Saudi Arabian artist Manal AlDowayan’s work “Now You See Me, Now You Don’t” is also favored by children and adults alike. It consists of large and small trampolines installed at ground level so that they look like puddles of water from the Taehwa River at a glance. Visitors are free to bounce.

The installation work by Korean artist Inbai Kim looks like a primitive ritual place made of stones arranged in a large circle. Actually, it's not stones the make up the circle but so-called “return balls” fixed to the land by elastic ropes. Viewers can play with the work by kicking the balls and seeing them come back.

The theme that embraces these works is “home,” not in the conventional and narrow idea but in an extended concept, Park Sohee, art director of the 2021 and 2020 editions of TEAF, said. “As for Kim’s work, it is based on the understanding that ‘home’ is a place to return to, an abstract concept generated by the repeated act of entering and exiting,” she said.

“The festival itself is an attempt at interpreting the different and changing ways of weaving a ‘home’ — be it a physical space or a mental state — as practiced by the participating artists in the situation that the meaning of ‘home’ is changing at a faster pace amid the pandemic,” Park said.

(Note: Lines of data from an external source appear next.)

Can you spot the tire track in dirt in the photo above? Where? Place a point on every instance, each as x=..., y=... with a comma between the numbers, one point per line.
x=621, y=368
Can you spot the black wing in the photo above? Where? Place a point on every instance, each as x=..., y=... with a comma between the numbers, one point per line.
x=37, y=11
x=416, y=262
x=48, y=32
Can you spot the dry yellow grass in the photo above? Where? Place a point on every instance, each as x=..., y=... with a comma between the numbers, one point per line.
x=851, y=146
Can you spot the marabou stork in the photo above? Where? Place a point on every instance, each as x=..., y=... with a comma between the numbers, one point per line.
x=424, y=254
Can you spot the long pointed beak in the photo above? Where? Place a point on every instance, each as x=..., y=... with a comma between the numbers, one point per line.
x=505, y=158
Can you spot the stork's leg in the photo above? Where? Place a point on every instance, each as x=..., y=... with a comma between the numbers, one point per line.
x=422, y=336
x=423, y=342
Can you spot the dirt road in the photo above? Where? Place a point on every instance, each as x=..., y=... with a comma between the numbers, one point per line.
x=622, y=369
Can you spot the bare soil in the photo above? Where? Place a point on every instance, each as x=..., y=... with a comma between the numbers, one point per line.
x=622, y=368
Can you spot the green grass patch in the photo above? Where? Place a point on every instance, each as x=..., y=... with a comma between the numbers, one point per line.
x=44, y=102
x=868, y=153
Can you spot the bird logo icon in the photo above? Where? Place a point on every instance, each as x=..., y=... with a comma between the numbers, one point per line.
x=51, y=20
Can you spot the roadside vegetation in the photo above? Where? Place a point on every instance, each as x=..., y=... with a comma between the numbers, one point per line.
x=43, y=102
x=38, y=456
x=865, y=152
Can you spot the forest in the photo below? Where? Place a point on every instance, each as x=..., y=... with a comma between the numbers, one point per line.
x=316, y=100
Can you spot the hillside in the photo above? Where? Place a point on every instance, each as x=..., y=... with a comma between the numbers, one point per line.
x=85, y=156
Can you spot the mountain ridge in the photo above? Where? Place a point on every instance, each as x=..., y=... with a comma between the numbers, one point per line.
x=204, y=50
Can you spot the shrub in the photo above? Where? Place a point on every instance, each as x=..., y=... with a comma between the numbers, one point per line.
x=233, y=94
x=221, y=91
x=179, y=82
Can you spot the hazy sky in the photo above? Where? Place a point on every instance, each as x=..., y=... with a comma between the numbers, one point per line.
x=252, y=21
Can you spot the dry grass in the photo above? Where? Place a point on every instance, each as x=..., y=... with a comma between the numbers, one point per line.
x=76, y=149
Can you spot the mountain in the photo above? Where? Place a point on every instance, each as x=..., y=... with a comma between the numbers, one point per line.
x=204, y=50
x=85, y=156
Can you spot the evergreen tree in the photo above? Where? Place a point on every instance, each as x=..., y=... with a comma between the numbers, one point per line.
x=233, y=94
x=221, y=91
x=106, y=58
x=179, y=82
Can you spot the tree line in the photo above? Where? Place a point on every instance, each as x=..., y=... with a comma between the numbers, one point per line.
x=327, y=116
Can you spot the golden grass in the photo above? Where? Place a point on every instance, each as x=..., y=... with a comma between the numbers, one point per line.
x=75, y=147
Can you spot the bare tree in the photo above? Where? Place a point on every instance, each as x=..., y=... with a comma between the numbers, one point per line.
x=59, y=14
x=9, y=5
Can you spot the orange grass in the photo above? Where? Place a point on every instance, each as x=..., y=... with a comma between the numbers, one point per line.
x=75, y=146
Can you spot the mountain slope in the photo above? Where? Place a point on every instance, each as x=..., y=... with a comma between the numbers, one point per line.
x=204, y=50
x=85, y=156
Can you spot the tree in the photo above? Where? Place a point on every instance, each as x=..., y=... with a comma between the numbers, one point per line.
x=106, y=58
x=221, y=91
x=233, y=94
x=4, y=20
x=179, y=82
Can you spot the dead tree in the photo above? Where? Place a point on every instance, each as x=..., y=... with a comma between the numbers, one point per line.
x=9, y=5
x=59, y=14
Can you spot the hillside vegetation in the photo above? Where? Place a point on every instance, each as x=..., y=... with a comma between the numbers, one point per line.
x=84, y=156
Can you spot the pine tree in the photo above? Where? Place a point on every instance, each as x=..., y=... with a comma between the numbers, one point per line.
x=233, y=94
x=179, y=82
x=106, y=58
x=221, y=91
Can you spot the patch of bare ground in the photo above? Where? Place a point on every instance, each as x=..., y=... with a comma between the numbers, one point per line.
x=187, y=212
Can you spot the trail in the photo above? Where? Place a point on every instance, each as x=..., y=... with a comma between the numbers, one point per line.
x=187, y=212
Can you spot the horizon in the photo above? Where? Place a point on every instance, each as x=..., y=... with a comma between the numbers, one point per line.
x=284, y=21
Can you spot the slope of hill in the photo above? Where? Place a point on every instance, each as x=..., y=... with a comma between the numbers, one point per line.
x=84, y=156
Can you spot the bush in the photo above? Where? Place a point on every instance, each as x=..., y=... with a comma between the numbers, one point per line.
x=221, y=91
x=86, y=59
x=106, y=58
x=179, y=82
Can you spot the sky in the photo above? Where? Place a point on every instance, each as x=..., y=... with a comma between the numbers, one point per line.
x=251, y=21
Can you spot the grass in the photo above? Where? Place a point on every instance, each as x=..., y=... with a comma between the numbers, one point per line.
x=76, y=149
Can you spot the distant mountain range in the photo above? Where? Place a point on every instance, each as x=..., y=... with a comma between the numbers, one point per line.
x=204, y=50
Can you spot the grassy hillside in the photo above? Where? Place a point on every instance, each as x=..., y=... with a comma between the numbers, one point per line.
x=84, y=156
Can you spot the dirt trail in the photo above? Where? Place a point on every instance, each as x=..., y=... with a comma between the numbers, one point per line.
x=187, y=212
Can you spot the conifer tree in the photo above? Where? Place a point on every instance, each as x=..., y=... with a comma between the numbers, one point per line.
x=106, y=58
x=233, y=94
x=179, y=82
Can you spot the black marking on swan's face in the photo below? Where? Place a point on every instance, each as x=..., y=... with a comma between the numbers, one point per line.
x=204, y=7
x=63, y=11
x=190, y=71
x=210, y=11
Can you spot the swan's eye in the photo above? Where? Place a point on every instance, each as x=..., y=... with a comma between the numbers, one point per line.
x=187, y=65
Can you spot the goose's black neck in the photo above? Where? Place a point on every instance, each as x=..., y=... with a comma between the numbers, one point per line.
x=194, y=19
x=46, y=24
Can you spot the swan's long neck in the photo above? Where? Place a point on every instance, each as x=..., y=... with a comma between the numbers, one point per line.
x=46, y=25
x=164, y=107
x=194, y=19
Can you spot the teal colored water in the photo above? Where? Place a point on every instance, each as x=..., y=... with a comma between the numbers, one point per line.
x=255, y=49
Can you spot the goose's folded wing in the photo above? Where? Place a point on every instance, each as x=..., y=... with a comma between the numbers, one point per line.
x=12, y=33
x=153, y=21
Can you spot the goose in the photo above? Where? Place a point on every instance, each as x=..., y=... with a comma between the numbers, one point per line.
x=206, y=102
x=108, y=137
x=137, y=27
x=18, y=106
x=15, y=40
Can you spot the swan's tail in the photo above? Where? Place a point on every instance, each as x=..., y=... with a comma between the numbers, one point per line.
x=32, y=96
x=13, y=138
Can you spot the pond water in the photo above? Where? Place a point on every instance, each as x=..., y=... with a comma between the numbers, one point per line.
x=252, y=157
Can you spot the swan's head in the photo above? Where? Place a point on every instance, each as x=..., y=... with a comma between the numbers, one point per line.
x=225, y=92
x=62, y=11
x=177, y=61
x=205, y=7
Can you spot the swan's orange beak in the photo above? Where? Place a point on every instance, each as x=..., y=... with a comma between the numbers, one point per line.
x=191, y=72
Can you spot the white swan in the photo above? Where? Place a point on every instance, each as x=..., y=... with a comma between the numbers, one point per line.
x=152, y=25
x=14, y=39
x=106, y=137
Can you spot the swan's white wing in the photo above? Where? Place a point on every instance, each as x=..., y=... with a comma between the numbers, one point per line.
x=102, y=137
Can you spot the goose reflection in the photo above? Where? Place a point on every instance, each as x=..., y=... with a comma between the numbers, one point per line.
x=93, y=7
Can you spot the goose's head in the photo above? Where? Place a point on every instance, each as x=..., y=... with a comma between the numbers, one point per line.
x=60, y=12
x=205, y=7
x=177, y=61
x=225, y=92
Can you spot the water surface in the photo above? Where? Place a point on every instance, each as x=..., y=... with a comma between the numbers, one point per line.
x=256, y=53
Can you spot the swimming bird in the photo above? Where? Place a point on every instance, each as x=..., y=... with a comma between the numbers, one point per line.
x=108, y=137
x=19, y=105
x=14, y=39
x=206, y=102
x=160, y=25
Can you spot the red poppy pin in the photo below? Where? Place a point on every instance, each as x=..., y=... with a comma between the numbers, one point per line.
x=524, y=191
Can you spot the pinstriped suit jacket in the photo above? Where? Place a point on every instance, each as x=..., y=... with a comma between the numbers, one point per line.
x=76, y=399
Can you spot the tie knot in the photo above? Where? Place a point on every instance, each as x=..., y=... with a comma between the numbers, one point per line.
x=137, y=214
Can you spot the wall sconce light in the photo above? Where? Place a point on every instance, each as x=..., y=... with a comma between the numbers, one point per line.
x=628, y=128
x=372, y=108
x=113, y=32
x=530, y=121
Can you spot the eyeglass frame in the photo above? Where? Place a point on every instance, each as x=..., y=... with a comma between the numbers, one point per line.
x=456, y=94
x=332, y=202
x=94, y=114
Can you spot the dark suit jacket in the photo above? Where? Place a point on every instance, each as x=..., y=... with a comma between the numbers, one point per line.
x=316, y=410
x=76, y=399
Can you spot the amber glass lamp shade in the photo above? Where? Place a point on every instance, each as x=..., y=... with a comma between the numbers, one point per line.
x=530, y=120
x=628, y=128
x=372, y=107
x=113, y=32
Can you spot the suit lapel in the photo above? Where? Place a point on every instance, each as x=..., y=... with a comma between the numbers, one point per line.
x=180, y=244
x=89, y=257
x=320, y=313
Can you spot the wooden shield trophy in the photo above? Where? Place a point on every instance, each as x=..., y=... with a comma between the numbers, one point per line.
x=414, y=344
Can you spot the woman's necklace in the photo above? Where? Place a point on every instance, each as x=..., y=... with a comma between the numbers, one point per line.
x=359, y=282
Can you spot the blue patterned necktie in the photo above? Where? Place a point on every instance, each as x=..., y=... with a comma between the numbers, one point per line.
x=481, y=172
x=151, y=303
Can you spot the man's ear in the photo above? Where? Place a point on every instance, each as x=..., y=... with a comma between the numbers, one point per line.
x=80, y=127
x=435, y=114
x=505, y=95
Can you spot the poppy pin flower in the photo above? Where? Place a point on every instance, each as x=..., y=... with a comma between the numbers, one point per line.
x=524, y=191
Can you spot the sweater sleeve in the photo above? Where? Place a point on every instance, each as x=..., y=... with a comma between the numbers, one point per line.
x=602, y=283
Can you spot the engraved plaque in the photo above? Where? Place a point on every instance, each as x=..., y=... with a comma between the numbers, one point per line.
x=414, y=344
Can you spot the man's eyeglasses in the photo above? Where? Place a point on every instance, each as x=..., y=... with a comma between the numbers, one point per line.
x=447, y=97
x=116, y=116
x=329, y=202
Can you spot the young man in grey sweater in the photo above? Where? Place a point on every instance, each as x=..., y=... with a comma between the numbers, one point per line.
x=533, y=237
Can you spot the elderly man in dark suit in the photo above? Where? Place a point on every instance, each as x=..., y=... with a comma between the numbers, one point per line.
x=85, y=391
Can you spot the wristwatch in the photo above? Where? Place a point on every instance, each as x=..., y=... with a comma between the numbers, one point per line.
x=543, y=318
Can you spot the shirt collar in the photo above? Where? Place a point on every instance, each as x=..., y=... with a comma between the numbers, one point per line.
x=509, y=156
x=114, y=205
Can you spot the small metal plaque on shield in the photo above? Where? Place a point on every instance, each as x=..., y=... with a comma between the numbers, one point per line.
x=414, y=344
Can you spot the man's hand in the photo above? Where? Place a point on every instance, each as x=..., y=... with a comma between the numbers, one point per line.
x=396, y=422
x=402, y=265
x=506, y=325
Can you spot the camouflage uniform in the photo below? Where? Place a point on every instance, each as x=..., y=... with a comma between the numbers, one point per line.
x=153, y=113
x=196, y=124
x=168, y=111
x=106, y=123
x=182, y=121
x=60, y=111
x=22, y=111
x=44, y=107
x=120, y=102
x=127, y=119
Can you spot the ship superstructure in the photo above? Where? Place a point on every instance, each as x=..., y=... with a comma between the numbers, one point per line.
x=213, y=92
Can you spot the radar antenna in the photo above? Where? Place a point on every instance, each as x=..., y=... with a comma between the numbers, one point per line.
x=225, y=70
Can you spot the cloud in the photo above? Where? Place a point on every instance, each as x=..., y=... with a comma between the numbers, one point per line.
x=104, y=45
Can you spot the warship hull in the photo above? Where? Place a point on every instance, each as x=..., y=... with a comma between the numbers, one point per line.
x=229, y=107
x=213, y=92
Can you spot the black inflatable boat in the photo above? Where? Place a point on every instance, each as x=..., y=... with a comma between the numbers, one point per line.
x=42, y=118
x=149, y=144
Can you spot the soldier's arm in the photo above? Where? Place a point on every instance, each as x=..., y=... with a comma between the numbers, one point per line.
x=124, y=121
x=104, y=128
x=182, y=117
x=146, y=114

Other Korean participants are Siha Kim, Kim Young Woo, Min Ye-eun, Kyoung Jae Cho, Tout à coup, artist duo Seo Jeong-Bae and Kwon Jae-hyun, and Satoshi Murakami from Japan, Harold Mendez from the United States, Aaditi Joshi from India and Emmy Skensved from Canada.

Taehwagang National Garden was officially designated as the second Korean national garden after Suncheon Bay National Garden. The festival, hosted by the Kyungsang Ilbo Newspaper, is scheduled to run through Nov. 7.